Remote Gaming in Malta
For almost two decades, Remote Gaming in Malta has continued to play a significant role in the country’s economy. During the last year, this industry consolidated its standing as the third largest contributor to the Maltese economy and directly employed over 6,800 employees.
Despite the economic challenges, Malta has continued to show its commitment to the iGaming sector. During the first half of 2019, the gaming sector in Malta continued to thrive and was the second largest contributor to the Maltese economy by increasing its operations by €75 Million.
Apart from being the first EU Member State to establish a stable and comprehensive regulatory framework on remote gaming, Malta has continued to show its commitment throughout the years by continuously issuing new guidelines and regulations to strengthen the market through the Malta Gaming Authority.
iGaming Tax in Malta
All gaming services are required to pay Gaming tax of 5% of their Gross Gaming Revenue generated where gaming services are offered to any player whom is physically present in Malta at the time when the gaming service is provided. Where the gaming service is offered solely by means of distance communications, determination of taxability is whether the player is established, has his or her permanent address and/or usually resides in Malta.

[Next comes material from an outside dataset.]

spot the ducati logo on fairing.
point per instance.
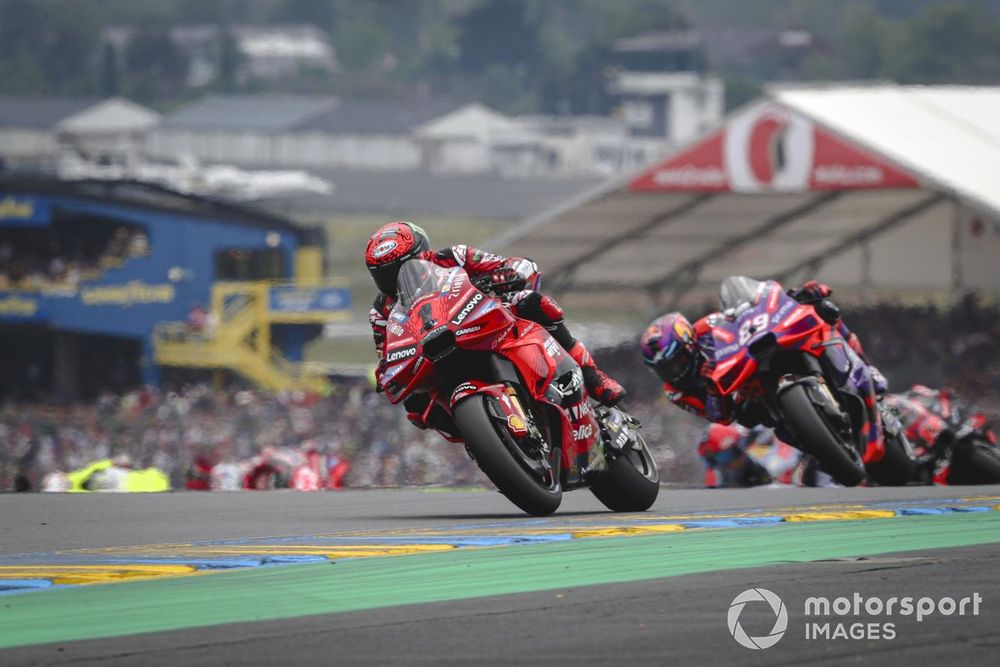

Where the gaming service is provided by a corporate group holding a licence in terms of Gaming Authorisation Regulations, the entire corporate group shall be subject to the tax.
Operators of B2C businesses are also required to adhere to a fixed licence fee as well as a compliance contribution based on game type and annual revenue, whilst B2B operators are exempt from iGaming tax and only required to pay a fixed licence fee, which is dependent on the revenue generated.
Prior to the issuance of the MGA gaming licence, a person or an entity can apply to be considered as a start-up in the eyes of the MGA should it fall under the criteria outlined by the authority. Approved Start-ups will benefit from a moratorium period of 12 months in which they are exempt from paying compliance contribution.